No “Snacks.” Seahawks call up Stephen Sullivan, others to roster for Sunday’s game instead
The Seahawks are so desperate for a pass rush, they are choosing a guy who has never played a game at edge rusher over “Snacks.”
On Halloween, no less.
Seattle called up two players from its practice squad by the deadline Saturday to have them be on the active roster for its game Sunday against San Francisco at CenturyLink Field.
Damon “Snacks” Harrison was not one of them.
A day after coach Pete Carroll said Harrison was “ready to come back and play,” the Seahawks left the former All-Pro defensive tackle on its practice squad and ineligible to play against the 49ers. The team instead called up from the practice squad rookie converted tight end Stephen Sullivan, who is ready to debut—at defensive end.
Sullivan hasn’t played the position since a couple games there when he was in high school.
Seattle has just seven sacks by defensive linemen in six games. It is on pace for 24 sacks as a team this season, which would be four fewer than last season when it finished next to last in the NFL in sacks.
A few weeks ago, the Seahawks moved Sullivan from tight end to defensive end in practices. Defensive coordinator Ken Norton Jr. said the 6-foot-5 Sullivan’s length and speed were perfect to be an NFL pass rusher.
Now Sullivan has impressed his coaches enough to be more fitting the defensive game plan against the run-heavy 49ers Sunday than Harrison, the veteran run-stopper who’s been working into football shape since signing almost four weeks ago.
“He’s getting really close to being able to be out there,” Carroll said of Sullivan.
“He’s done some really good stuff.”
Sullivan making his NFL debut Sunday would be a dream come true. And that dream is more unlikely than most players had before getting to the league.
Sullivan watched his mother and father get arrested and taken away to jail on drug charges when he was a boy. He lived under a freeway overpass, then with little league coaches, relatives and others and bounced between Louisiana and Texas before excelling at Donaldsville High School in Louisiana and earning his way to LSU.
He was a national champion there. Tigers coach Ed Orgeron, a former assistant of Carroll’s at USC, tipped off his old bos to Sullivan this spring. Then the Seahawks drafted Sullivan in the seventh round.
“I kind of became a man on my own just from learning and watching,” Sullivan said in April, the day the Seahawks drafted him. “Watching coaches. Watching families, and things like that.”
So a position switch midseason to defensive end? That won’t exactly daunt Sullivan with all he’s gone through to get here.

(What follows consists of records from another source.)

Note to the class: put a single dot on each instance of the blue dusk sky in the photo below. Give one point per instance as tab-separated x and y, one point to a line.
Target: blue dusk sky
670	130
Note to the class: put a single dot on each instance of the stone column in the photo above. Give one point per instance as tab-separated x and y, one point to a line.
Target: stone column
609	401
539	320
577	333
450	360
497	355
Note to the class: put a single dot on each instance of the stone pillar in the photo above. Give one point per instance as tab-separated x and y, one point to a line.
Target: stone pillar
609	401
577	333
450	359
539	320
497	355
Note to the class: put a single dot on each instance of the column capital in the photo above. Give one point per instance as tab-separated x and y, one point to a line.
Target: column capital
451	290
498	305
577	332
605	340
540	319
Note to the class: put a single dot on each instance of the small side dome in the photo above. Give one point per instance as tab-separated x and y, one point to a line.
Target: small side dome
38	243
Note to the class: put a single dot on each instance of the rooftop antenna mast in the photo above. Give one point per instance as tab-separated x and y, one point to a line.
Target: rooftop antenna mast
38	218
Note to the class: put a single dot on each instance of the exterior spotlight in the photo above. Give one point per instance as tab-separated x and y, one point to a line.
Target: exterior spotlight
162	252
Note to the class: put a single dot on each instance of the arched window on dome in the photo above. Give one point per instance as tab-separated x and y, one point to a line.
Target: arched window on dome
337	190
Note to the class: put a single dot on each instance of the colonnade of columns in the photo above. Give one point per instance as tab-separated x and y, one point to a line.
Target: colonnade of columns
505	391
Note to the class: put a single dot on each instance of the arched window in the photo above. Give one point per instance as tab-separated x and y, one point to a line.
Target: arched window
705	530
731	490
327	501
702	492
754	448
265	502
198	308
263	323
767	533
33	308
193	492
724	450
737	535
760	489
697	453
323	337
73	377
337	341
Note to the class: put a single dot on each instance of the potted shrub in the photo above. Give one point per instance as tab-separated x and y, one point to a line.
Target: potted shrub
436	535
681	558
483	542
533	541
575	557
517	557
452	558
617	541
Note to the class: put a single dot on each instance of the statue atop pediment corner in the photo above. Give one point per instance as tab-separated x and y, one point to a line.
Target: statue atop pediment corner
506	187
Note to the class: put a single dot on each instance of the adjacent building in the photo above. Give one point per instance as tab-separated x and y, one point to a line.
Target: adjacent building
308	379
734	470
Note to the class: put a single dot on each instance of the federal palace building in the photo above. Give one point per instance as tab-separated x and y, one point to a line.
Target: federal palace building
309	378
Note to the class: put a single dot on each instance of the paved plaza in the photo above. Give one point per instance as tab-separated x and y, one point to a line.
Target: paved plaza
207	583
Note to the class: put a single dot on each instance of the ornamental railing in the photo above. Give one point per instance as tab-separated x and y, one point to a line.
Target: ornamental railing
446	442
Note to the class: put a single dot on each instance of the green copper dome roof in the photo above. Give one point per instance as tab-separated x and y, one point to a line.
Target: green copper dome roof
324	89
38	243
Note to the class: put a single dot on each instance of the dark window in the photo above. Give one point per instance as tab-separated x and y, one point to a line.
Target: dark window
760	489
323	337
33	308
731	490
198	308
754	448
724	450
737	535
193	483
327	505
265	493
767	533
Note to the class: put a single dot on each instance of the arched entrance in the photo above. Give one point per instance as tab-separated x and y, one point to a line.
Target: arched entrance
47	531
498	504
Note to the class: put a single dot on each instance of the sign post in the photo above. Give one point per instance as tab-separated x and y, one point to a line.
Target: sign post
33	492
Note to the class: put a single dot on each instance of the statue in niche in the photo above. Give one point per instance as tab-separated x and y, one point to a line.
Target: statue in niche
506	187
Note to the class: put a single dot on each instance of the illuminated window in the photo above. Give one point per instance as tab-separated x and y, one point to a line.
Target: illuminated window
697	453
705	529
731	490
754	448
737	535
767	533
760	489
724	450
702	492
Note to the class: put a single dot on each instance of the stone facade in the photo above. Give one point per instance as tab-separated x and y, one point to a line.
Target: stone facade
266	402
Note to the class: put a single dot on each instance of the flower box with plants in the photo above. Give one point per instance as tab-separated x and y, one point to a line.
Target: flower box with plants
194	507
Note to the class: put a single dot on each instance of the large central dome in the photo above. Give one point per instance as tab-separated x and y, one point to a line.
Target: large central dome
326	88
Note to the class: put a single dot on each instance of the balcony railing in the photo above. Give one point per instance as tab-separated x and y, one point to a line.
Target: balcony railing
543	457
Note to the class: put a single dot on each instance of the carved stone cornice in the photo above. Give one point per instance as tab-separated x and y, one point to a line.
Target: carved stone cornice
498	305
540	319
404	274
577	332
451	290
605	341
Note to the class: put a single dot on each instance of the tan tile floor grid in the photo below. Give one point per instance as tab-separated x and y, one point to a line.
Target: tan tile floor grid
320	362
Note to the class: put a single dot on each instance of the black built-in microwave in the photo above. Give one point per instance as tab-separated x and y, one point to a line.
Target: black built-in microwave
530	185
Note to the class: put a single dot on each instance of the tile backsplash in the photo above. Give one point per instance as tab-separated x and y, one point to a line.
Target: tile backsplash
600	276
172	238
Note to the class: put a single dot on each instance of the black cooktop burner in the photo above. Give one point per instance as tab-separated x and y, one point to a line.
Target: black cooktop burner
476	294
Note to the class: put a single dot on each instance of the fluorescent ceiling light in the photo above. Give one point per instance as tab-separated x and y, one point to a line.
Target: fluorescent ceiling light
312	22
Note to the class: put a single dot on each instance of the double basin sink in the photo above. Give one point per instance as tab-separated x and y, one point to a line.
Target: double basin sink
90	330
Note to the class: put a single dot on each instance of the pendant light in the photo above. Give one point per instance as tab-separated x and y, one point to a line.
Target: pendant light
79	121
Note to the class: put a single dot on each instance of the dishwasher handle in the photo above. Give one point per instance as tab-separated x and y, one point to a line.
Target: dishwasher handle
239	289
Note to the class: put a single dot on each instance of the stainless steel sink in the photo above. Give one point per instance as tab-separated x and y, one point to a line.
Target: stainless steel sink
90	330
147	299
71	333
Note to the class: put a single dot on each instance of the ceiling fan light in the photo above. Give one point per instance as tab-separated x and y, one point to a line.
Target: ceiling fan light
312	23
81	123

The Seahawks signed the 351-pound Harrison, 31, for a reason. No one has seen that reason yet.
The run-first 49ers base their entire offense on runs outside the tackles, including Jimmy Garoppolo’s play-action passes off them.
Seattle also called up cornerback Jayson Stanley from the practice squad for Sunday’s game. New NFL roster rules for this COVID-19 season allow teams to bring one or two players from the practice squad to be the 54th or 55th players on the active roster for each game. Those call-ups then go back to the practice squad after the game without having to go through waivers.

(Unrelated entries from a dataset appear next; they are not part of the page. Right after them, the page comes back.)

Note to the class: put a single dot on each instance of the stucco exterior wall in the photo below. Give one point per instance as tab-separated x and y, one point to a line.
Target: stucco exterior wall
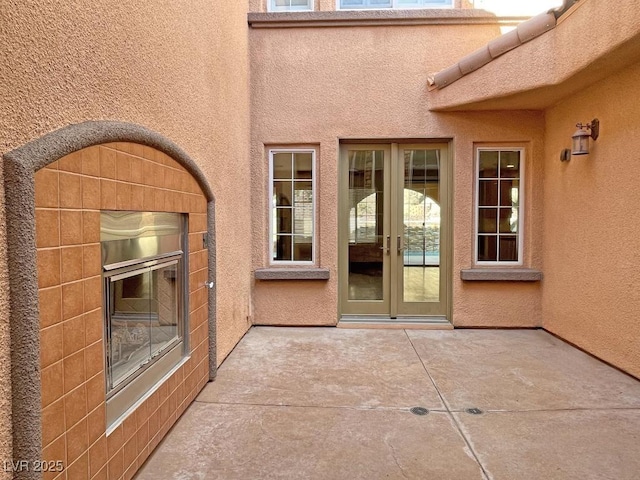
315	86
177	68
591	220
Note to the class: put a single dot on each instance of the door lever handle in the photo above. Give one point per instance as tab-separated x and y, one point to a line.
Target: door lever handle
399	245
387	246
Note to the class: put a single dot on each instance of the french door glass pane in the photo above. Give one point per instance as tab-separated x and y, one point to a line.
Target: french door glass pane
366	213
282	165
421	226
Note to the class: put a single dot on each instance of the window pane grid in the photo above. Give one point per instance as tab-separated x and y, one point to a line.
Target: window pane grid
396	4
292	219
289	5
498	206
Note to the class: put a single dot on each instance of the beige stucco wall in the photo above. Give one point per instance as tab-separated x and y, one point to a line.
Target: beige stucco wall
591	243
314	86
177	68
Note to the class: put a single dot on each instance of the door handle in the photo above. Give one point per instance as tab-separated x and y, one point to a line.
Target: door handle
387	246
400	245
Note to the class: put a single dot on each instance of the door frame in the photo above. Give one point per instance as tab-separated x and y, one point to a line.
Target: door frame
387	310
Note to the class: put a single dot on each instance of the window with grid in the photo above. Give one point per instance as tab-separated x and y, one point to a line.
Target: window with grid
499	206
290	5
292	218
397	4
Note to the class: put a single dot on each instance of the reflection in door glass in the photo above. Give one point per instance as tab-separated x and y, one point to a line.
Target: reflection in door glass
421	226
366	212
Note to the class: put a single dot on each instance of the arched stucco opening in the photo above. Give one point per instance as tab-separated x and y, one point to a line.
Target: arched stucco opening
20	167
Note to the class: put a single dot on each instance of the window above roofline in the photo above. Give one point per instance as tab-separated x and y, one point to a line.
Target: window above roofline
290	5
392	4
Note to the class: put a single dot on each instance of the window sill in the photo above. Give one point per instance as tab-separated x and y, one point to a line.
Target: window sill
501	275
292	274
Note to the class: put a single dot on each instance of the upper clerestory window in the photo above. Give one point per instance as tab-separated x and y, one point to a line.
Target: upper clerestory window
395	4
290	5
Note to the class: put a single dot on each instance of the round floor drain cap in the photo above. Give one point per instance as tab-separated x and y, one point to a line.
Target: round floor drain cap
474	411
419	411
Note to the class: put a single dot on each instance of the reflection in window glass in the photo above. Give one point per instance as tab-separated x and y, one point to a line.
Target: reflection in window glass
498	205
292	206
287	5
398	4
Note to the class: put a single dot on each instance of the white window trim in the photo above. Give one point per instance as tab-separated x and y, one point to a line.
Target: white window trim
394	6
273	151
271	7
521	200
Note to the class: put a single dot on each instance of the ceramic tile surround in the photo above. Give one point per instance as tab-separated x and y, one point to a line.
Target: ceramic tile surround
69	196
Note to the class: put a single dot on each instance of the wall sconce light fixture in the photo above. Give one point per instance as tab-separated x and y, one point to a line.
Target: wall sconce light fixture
580	139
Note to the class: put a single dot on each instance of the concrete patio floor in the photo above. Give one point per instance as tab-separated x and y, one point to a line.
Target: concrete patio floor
327	403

The Seahawks filled their two vacancies on their active roster by taking rookie tight end Colby Parkinson and defensive back D.J. Reed off the non-football-injury list.
Parkinson was the team’s fourth-round draft choice in April. The 6-foot-7 tight end from Stanford broke a bone on the outside of his foot in June and had surgery. He recently returned to practice.
Reed played in 31 of 32 games for San Francisco in the 2018 and ‘19 season. He’s played nickel defensive back and safety.
Seattle nickel back Ugo Amadi is doubtful to play Sunday because of a hamstring injury.
Reed could be the Seahawks’ third nickel back in seven games, and against his former team. Marquise Blair started the season as the new fifth defensive back. Blair tore the anterior cruciate ligament in his knee in the second game, Seattle’s win over New England.
Reed is also an option at cornerback. Pro Bowl cornerback Shaquill Griffin is out for Sunday’s game because of a concussion and a hamstring injury.
Reed tore his pectoral muscle this offseason. The 49ers waived him off their non-football-injury list this summer. The Seahawks signed Reed in early September on something over a layaway plan that may come due on Sunday.
“Really excited...if he gets that opportunity, he is ready to roll,” Carroll said.
”He’s got extraordinary quickness.”
“He’s had an excellent week,” Carroll said. “He really is right in the middle of the plan. He’s really jacked to carry the load, if that would be what happens in this thing.
“Later, as the week wore on, I was trying to take care of him, didn’t want to overwork him. He wanted to take every snap.”
But the Seahawks announced Saturday after signing Reed to the active roster he is questionable. He has a hamstring injury, from those practices.